After seeing a thread on Twitter about parents who abandon their children when they get married to another spouses, it reminded me of some of my childhood friends who were raised by their grandparents. We were young and didn’t understand much about how one can be without a mother or a father; given the privilege some of us had, of being raised by both parents.
Was on someone’s Facebook last night. I stumbled on a group, people were sharing their pain of being raised by their grandparents while their parents married and had other kids. How they envied their siblings who lived with the parents. I wanted to hug all of them.
Mama ka Liyema (@sphoshieq) November 25, 2018
Societal obsession with marriage has created a notion that it (marriage) is the centre of a successful life. We have been made to believe that if one is not married they haven’t achieved in life, a stereotype that hasn’t only compromised children who lose connection with their mothers, but also women who are being pushed into a corner and pressured to get married even when not ready.
For the longest time I was oblivious to the effects of child negligence which fosters feelings of resentment and alienation. But after observing the quality of life some people in my circle are leading due to abandonment by parents, I realised how damaging the consequences are, even though they might not be overtly harmful.
While parents have responsibilities to their children, in South Africa it is commonplace to have deadbeats of fathers and mothers who have to sacrifice their relationship with their children when they get married to a partner who doesn’t father the child.

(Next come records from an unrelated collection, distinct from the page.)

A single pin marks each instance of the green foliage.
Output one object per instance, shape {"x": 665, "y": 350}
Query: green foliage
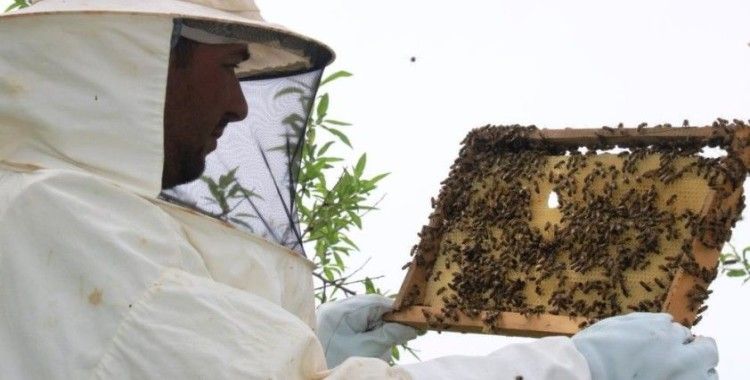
{"x": 17, "y": 4}
{"x": 332, "y": 197}
{"x": 736, "y": 264}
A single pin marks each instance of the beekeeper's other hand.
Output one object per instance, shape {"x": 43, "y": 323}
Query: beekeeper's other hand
{"x": 354, "y": 327}
{"x": 646, "y": 346}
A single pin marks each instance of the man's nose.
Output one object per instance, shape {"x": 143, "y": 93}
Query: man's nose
{"x": 237, "y": 109}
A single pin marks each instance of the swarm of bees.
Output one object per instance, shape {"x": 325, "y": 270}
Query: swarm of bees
{"x": 624, "y": 225}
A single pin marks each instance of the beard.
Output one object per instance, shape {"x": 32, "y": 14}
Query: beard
{"x": 192, "y": 166}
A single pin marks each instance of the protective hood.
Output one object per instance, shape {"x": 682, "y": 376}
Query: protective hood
{"x": 83, "y": 83}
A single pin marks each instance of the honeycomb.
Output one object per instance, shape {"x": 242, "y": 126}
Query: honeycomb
{"x": 533, "y": 238}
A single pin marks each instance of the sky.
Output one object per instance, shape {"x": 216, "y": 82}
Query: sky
{"x": 550, "y": 63}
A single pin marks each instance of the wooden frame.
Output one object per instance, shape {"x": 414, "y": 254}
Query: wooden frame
{"x": 735, "y": 138}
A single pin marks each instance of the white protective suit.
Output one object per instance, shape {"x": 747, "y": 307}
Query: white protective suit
{"x": 98, "y": 277}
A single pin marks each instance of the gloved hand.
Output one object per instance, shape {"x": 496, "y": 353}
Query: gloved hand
{"x": 354, "y": 327}
{"x": 646, "y": 346}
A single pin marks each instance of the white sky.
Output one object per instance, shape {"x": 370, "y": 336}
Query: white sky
{"x": 549, "y": 63}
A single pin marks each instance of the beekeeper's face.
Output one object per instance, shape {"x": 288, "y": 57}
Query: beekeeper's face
{"x": 203, "y": 95}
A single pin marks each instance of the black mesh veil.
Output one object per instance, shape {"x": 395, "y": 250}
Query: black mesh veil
{"x": 250, "y": 179}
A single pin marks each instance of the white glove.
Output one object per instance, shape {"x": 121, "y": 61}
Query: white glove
{"x": 354, "y": 327}
{"x": 646, "y": 346}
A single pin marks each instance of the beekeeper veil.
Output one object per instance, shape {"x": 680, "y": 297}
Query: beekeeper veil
{"x": 91, "y": 99}
{"x": 250, "y": 179}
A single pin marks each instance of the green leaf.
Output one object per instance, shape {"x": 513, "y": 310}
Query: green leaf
{"x": 378, "y": 177}
{"x": 394, "y": 353}
{"x": 322, "y": 107}
{"x": 369, "y": 286}
{"x": 324, "y": 148}
{"x": 736, "y": 273}
{"x": 334, "y": 76}
{"x": 360, "y": 167}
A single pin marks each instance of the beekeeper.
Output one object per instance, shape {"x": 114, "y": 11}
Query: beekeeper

There are many cases of children whose mothers leave them behind to be raised by their grandparents and this has caused rift and resentment between the kids.
More often than not, the kids from the wedlock usually grow in an environment where provision of all necessities, love and attention is guaranteed. They go to better schools, they are afforded a quality of life that the other child can only dream of. In rare cases, some neglected children will grow up with a meaningful life but in most cases they have to fend for themselves from rags to riches, with no solace.
In the long run this doesn’t only affect children physically but the poverty and abuse that most often grow under, creates undying and justified anger and resentment. It leaves them with a flood of questions, “What if my mother had been there?”, “Did my mother ever loved me?” or “Did I drive my mother away?”.
As someone who grew up with both parents present in her life, I have been privileged enough to know what a mother and a father’s love feels like. There are many things I learned from both my parents which I believe every child deserves to know from a parent’s perspective.
In some black families a woman is often encouraged to leave their children behind should they decide to get married someday. This, with the notion that it’s only attractive to the in-laws to enter the new family with no baggage. But, the question is, if one becomes a part of your life very much aware that you have a baggage, what changes later? How do things suddenly change and one party has to make sacrifices?
Also, if one is to be married does it mean they will get married at all costs? What if the price is too high? Surely marriage should be an eventful moment in one’s life but if it disconnects you from your very own blood then it is not worth it.
Kids who grow up without their biological parents often carry shame for not having a perfect upbringing and it affects how they express themselves or interact with others. They often blame themselves for their parents’ wrong deeds.
While women continue to bear the brunt everyone’s mistakes, both theirs and their partners’; men will always receive appraisals for being “men enough” to follow their hearts. Men are no saints in all this, there are many cases of men who leave their families to start over with someone else and have children. They tend to abandon other kids, and the forgotten kids carry emotional scars for years.
Grandparents are the most beautiful souls that one can have but every child deserves unconditional love from their parents.